The individualistic brilliance of Alcock lost all its sheen; Joey Gonsalves did not seem so uncanny in Trinidad's goal, neither did we see the master touch of George Allen; V. Delgado was something of the chameleon, whilst Dujon was really good; and McKen at centre-half was Jamaica's best player, not Walters this time. McKen's head always seemed to be in the way of every move by Trinidad in the air. Among other things, Prior Jones, whom Alcock had running aimlessly about on Wednesday, was probably the most constructive Trinidad player yesterday, positioning, collecting and distributing nicely and the newcomer John Huggins at left-back did not measure up to Syl Dopson at right, who was probably seen at his best in a match of such importance. His positional play and kicking were really excellent.

Jamaica really at no time ever settled down to constructive short-passing that controlled the first game, even in the second half when they were having the better of the exchanges. In construction the visitors were really seen to better advantage. Truly but for a penalty, which was palpably bushed by Walters from the spot, Jamaica deserved to have been trailing 3—0 instead of 1—0 at the end of the first half.

Over-passing by the defenders in front of goal when under pressure were probably the chief tactical error on our part which favoured the Trinidadians, and which, too, was the main responsible for Trinidad's goal due to the mistake of perfect Walters of Wednesday. "Putty" Lewis, one of the three changes in the visiting side coming in for Ken Galt at centre-forward, scored with a really good shot just within the area; but he had all the time in the world to shoot, as the defenders practically looked on as if mesmerised.

Trinidad's greatest handicap was the apparently innate habit of elbowing when tackling. Often some of their best movements were not "checkmated" so much by the defence, but really by the whistle of Johnny Groves, who handled the match very efficiently, for this continuous breach.

How Play Went

Jamaica, winning the toss, kicked up the hill first, but Trinidad were first on the move, only an off-side breach checking their first move; and but for occasional raids from the local side, in which they gave promise of improvement, Trinidad from then were always on the initiative. Both teams seemed to be affected by the occasion and could not settle down to the quality of football expected of them. However, at one time McLean, who seemed to have been hurt in his gallant effort and limped for the rest of the match, was just able to throw himself flat on the ball, when it got through his hands and trickling dangerously to an open goal.

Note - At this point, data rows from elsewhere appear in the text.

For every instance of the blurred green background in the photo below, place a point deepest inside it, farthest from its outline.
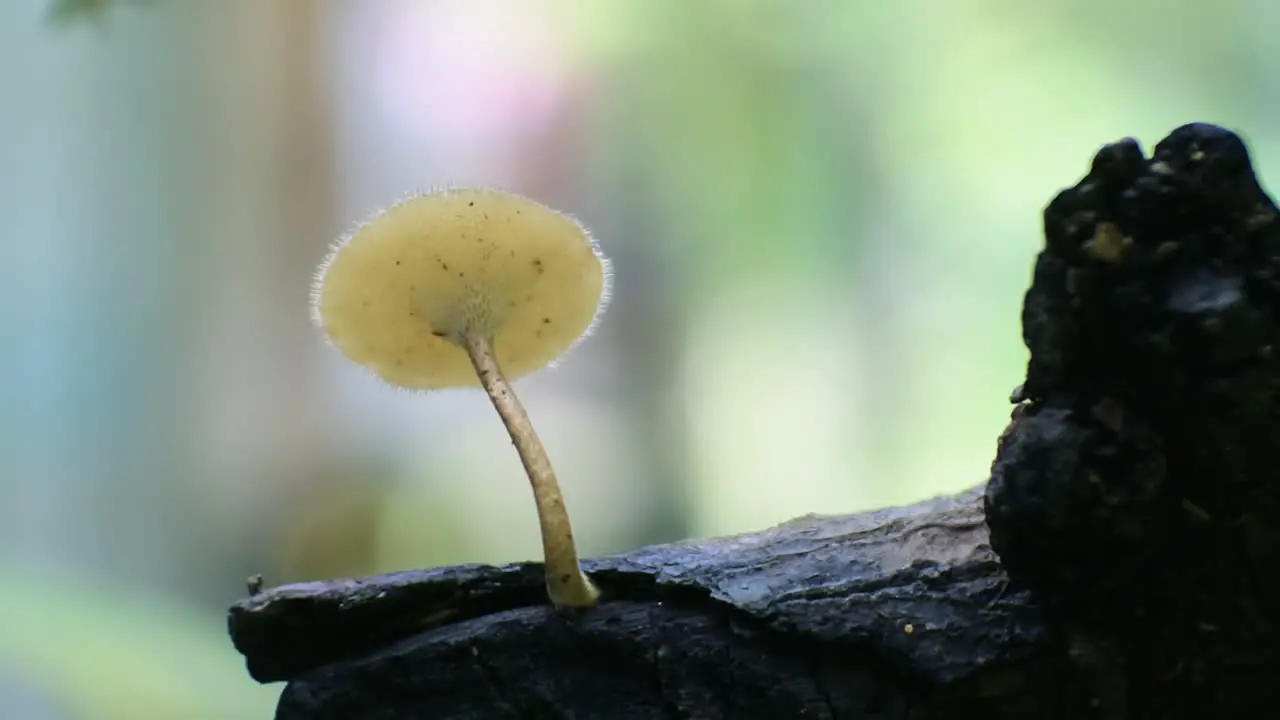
(822, 213)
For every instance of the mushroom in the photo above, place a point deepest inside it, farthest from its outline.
(471, 287)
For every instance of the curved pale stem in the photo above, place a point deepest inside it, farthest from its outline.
(566, 583)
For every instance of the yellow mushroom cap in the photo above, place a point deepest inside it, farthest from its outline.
(400, 292)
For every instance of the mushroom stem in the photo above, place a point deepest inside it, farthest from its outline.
(566, 583)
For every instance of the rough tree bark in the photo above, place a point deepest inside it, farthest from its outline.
(1120, 563)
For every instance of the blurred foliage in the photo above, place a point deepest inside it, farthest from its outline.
(106, 652)
(63, 12)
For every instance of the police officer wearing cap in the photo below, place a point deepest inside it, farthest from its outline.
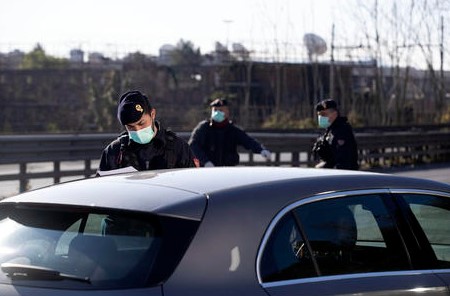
(214, 141)
(336, 147)
(145, 145)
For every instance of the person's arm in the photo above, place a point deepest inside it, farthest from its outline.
(345, 148)
(187, 158)
(197, 142)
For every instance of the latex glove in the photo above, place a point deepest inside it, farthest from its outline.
(266, 154)
(208, 164)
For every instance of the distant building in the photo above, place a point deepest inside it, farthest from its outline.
(76, 56)
(165, 54)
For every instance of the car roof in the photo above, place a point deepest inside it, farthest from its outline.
(184, 192)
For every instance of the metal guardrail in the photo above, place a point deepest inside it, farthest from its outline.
(376, 149)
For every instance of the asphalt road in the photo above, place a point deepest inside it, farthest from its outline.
(437, 172)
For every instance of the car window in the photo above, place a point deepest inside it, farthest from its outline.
(111, 249)
(433, 215)
(336, 236)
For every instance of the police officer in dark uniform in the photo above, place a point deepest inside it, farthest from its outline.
(337, 147)
(215, 141)
(145, 145)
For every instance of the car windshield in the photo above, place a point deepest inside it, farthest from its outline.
(88, 248)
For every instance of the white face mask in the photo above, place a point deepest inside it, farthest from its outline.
(324, 121)
(217, 116)
(142, 136)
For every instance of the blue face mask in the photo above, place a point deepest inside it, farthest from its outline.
(323, 121)
(217, 116)
(142, 136)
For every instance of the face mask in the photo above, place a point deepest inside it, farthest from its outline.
(323, 121)
(142, 136)
(217, 116)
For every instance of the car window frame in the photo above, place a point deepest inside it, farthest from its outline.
(393, 207)
(417, 232)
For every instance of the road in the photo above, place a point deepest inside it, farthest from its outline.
(437, 172)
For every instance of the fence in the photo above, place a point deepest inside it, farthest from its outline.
(376, 149)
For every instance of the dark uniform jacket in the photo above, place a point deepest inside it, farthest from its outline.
(337, 147)
(218, 142)
(166, 150)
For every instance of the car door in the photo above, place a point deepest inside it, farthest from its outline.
(428, 213)
(341, 244)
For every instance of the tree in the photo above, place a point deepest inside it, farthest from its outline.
(38, 59)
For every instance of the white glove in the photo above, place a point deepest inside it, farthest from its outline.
(266, 154)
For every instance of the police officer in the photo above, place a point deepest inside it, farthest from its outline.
(336, 147)
(145, 145)
(215, 141)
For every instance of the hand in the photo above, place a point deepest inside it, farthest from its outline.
(266, 154)
(208, 164)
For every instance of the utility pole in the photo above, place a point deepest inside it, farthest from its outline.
(227, 23)
(332, 64)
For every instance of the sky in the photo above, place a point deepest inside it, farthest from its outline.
(146, 25)
(266, 27)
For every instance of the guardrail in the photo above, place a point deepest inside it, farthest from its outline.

It was not long after Hollinghead, who is uncertain as to when to lob, centre or shoot, was brought down unfortunately by that fine half-back Malcolm McLean for Jamaica's great opportunity but which was bushed!

Trinidad scored just before the end of the first half and nearly increased the lead on the resumption when McLean, out of his goal, got "home" just in time to push out a lob from Lewis.

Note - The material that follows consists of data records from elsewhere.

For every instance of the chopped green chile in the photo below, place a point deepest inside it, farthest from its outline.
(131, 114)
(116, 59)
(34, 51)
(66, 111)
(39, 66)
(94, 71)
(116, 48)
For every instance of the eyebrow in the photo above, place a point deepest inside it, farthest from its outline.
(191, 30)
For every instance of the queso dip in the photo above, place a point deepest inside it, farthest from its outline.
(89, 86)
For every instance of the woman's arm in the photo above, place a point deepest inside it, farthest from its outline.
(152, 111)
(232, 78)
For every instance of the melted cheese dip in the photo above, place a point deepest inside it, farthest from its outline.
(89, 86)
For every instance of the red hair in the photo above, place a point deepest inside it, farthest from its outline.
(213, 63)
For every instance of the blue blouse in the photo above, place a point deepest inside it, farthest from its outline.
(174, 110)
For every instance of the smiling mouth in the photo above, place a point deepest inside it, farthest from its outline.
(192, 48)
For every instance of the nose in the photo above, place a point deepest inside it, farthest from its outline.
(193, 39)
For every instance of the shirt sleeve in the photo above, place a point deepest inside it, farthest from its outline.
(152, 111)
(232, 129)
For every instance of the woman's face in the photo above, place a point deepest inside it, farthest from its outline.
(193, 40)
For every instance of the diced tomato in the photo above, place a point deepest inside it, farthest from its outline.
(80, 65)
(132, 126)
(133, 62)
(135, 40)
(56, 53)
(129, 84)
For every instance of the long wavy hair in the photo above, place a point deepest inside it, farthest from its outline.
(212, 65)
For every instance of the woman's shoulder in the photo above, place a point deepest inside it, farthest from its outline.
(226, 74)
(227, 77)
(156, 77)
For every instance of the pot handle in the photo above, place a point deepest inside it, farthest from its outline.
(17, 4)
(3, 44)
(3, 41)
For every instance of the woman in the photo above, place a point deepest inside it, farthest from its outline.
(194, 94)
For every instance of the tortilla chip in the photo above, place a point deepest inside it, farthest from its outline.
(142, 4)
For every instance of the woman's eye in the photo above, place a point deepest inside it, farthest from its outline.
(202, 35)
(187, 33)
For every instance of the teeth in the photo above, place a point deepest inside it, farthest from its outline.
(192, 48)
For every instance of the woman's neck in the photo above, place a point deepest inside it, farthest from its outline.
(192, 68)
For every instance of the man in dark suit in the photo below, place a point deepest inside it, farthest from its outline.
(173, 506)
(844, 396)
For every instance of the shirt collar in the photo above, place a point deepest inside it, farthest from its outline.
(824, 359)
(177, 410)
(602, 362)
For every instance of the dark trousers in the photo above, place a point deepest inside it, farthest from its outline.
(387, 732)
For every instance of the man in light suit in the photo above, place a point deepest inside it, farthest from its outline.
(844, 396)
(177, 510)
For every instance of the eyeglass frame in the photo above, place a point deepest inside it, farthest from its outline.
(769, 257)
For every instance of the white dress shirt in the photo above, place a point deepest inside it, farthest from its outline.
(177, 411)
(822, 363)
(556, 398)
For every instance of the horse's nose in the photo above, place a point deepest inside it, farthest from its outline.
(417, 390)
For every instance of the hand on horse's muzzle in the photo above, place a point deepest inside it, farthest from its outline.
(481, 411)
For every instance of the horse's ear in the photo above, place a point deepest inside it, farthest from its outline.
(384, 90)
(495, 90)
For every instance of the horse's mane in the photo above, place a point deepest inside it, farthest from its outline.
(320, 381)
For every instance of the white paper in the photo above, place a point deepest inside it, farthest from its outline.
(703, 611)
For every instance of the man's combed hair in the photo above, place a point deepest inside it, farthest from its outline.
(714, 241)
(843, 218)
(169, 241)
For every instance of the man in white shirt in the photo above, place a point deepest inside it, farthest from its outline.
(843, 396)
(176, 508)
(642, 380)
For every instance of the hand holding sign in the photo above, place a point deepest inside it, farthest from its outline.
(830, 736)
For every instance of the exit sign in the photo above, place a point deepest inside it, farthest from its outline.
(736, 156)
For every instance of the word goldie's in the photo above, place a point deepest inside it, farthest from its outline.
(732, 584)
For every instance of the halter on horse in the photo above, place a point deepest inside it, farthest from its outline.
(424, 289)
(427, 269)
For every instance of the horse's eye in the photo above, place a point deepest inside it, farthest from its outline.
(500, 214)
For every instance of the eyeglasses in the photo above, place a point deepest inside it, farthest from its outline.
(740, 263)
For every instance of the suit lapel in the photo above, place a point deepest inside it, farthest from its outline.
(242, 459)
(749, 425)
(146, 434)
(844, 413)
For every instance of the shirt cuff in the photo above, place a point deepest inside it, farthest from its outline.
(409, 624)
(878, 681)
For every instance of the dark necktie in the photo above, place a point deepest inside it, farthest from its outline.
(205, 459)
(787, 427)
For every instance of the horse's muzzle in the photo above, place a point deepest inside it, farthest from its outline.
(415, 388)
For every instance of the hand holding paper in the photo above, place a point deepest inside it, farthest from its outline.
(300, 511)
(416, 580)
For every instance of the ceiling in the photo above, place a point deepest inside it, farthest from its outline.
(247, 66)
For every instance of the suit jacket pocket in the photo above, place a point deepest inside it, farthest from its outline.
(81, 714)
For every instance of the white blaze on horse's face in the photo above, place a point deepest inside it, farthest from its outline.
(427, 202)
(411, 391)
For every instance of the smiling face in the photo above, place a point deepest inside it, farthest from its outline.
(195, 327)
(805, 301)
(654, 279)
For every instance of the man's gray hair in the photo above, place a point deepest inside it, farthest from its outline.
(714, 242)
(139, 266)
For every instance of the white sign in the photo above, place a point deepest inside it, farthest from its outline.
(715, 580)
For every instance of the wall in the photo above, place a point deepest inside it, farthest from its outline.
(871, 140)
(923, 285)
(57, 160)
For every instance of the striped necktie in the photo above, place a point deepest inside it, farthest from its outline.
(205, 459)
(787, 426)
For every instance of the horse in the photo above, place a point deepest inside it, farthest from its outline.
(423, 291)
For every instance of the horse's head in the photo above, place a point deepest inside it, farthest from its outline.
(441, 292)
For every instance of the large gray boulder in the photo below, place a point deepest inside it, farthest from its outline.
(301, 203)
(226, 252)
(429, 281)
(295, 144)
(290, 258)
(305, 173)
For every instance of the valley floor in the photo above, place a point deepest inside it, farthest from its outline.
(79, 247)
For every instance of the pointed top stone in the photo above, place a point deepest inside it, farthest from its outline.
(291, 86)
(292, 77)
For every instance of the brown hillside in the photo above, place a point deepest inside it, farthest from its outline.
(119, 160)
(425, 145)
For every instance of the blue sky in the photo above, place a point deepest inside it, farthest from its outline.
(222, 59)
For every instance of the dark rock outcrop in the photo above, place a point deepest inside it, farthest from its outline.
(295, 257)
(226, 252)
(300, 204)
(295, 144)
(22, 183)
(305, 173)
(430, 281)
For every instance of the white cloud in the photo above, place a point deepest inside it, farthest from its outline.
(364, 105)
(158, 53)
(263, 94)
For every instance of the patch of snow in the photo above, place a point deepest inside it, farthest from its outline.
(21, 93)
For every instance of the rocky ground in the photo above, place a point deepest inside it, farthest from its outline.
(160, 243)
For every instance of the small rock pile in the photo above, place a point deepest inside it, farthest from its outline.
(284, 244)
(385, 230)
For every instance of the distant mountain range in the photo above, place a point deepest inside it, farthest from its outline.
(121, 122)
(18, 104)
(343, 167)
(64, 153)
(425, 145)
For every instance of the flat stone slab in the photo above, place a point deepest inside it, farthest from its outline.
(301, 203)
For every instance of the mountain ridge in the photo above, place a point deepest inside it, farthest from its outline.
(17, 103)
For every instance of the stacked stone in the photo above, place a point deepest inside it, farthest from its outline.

But gradually Jamaica asserted themselves, taking control of the game, with the attack being directed from the right. Dudley Smith at outside right put in some fast work and after a couple raids that left the defence to his mercy, he eventually beat Gonsalves with a running first-time shot froma pass from the left between the 'keeper and the upright.

Keeping up the pressure and with the attack shifted to the left, McMorris at last got that chance which both he himself and the big crowd were waiting for. A movement ended finally when Allen gave the ball to the centre-forward some five yards outside the penalty area.

Like A Bullet

Gonsalves was probably one of the majority who expected him to pass, but instead he let go with a strong left-foot shot that grazed the cross-bar and ricocheted like a bullet into the back of the net.

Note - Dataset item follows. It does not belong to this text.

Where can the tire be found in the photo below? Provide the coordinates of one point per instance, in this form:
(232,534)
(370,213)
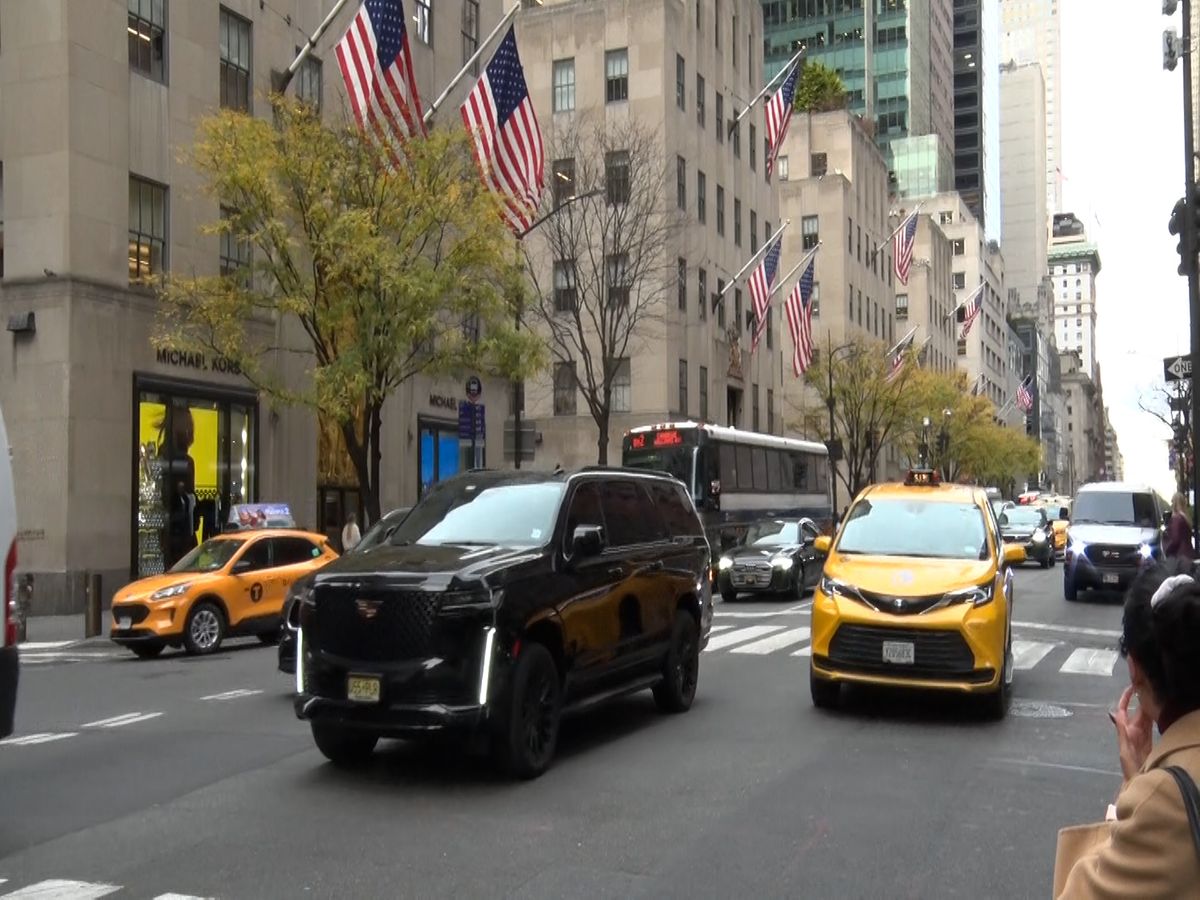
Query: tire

The teams were introduced to His Honour Sir Hector Hearne, Chief Justice of Jamaica, accompanied by Mr. Granville daCosta, President of the J.F.A. The Alpha Band was in attendance.

The teams lined up as follows:

Jamaica:—A. T. McLean; A. U. Dujon, V. Delgado; H. Walters, K. McKen, S. Bayliss; D. Smith, L. Alcock, C. S. McMorris, G. Allen (Capt.), S. Hollingshead.

Trinidad:—J. Gonsalves; S. Dopson, J. Huggins; M. McLean, P. Jones (Capt.), I. Seale; J. Stollmeyer, G. Gomez, P. Lewis, R. Burnett, L. Lynch.

Referee: J. M. Groves; Linesmen: F. O. Romney and S/S/M Vance.

[photo caption]

At top left Trinidad raid Jamaica's goal but are effectively dealt with by Arthur McLean (goal-keeper) and Keith McKen (centre-half) to the extreme left of the picture. Left, bottom, are to be seen admirers mobbing Dudley Smith, one of Jamaica's two changes, who score out first goal to equalise the score. To the right, a return of the enthusiastic crowd of 15,000 strong which saw the home colony beat Trinidad for the first time in history at football.